As the financial world crumbles, Wall Street still offers big bonuses - ResearchInChina

Date:2008-10-28liaoyan  Text Size:

FIVE straight quarters of losses and a 70-percent slide in its stock this year haven't stopped Merrill Lynch & Co from allocating about US$6.7 billion to pay bonuses.

Goldman Sachs Group Inc and Morgan Stanley, both still on track for profitable years, have set aside about US$13 billion for bonuses after three quarters, down 28 percent from a year ago.

Even some employees at Lehman Brothers Holdings Inc, which declared the biggest bankruptcy in United States history last month, will get the same bonus they received a year ago.

The worst financial crisis since the Great Depression, a US$700-billion taxpayer bailout, public outcry over excessive pay and the demise of three of the biggest securities firms won't deter Wall Street from offering year-end rewards to employees on top of their salaries, compensation experts told Bloomberg News.

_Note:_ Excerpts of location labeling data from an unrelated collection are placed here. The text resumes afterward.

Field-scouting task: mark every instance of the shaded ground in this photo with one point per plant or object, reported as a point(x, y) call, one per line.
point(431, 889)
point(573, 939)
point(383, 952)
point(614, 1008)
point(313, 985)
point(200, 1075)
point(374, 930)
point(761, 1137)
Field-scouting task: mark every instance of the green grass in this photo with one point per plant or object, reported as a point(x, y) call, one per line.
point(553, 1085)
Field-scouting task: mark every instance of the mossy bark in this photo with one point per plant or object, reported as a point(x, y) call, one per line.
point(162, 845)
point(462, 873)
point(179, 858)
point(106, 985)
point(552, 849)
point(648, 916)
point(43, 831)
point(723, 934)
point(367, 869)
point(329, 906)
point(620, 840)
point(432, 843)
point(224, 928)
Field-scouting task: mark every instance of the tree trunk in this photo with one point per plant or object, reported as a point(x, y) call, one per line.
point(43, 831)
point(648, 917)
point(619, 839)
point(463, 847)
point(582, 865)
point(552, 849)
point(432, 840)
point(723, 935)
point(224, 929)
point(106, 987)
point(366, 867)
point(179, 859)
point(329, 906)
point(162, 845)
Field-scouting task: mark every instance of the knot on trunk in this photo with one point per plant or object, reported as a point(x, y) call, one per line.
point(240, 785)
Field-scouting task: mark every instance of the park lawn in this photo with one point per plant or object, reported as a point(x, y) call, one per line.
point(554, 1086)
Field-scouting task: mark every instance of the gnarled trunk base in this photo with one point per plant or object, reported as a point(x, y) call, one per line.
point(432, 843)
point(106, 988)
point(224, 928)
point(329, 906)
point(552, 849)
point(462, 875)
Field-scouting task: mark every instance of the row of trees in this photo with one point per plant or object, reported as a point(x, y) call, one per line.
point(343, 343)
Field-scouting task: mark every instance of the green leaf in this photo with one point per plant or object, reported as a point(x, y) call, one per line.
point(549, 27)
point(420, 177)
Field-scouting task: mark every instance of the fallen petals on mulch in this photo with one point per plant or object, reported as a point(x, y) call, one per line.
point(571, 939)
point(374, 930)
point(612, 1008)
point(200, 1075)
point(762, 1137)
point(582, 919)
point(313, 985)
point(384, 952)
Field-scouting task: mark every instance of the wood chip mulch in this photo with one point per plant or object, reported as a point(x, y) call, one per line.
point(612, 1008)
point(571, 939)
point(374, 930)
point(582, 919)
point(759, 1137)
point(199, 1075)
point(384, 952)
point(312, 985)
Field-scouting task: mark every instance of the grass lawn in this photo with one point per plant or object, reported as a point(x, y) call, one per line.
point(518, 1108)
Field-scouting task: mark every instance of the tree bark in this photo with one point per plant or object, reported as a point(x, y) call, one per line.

"Critical producers and critical managers will be retained with the same bonus they had last year," said Robert Sloan, head of US financial-services recruiting at Egon Zehnder International, a New York-based executive-search firm. "The others will see sharp cuts."

Goldman, the biggest and most profitable Wall Street firm until it opted to become a bank holding company last month, has set aside about US$6.85 billion for bonuses, or an average of US$210,300 for each employee, down 32 percent from US$339,400 a year ago.

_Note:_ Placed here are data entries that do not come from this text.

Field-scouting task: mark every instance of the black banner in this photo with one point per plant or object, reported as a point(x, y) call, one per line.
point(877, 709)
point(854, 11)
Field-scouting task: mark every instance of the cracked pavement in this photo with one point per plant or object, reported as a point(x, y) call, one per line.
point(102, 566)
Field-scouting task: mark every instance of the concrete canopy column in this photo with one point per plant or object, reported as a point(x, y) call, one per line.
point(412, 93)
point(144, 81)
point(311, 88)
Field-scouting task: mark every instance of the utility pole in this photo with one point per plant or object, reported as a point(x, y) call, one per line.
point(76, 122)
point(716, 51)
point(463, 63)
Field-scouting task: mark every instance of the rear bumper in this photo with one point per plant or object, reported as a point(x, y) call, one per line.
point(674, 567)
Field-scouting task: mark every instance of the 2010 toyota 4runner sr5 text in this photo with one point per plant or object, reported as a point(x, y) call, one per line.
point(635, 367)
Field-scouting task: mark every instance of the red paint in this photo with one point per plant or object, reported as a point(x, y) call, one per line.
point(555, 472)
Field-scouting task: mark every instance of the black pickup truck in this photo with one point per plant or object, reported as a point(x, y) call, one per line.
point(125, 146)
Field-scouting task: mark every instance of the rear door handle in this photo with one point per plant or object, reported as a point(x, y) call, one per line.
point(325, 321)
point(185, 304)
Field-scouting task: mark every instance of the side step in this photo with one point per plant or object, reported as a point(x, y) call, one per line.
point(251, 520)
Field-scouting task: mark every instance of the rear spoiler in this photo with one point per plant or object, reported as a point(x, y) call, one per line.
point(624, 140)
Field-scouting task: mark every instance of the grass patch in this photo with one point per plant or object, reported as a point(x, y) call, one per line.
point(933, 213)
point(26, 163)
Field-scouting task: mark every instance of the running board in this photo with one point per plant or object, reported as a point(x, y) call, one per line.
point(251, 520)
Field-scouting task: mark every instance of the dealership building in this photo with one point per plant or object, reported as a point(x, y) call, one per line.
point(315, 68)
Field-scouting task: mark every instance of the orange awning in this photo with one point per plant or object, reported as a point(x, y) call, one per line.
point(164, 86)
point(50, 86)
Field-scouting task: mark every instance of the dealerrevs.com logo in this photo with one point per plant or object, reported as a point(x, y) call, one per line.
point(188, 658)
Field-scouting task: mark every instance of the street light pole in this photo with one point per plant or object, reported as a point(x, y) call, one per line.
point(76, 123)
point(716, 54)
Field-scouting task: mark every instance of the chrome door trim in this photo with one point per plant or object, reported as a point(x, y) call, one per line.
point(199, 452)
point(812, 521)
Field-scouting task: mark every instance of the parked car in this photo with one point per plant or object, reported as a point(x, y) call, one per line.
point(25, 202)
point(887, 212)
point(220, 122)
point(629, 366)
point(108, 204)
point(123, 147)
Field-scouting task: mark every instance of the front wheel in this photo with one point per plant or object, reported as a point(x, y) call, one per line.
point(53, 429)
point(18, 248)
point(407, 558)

Morgan Stanley, the second-biggest securities firm until it also converted to a bank, has US$6.44 billion for bonuses, or US$138,700 per person, down 20 percent from last year. Both firms accrue a fixed percentage of their revenue for compensation, so the decline in bonus pools matches the drop in revenue.

The money Merrill has set aside for bonuses equates to an average US$110,000 for each of its 60,900 people, up from US$108,000 a year ago because more than 3,000 jobs have been cut.

The bonus figures are based on estimates that about 60 percent of the compensation and benefits expenses reported by the companies will be paid in year-end bonuses, as occurred in past years.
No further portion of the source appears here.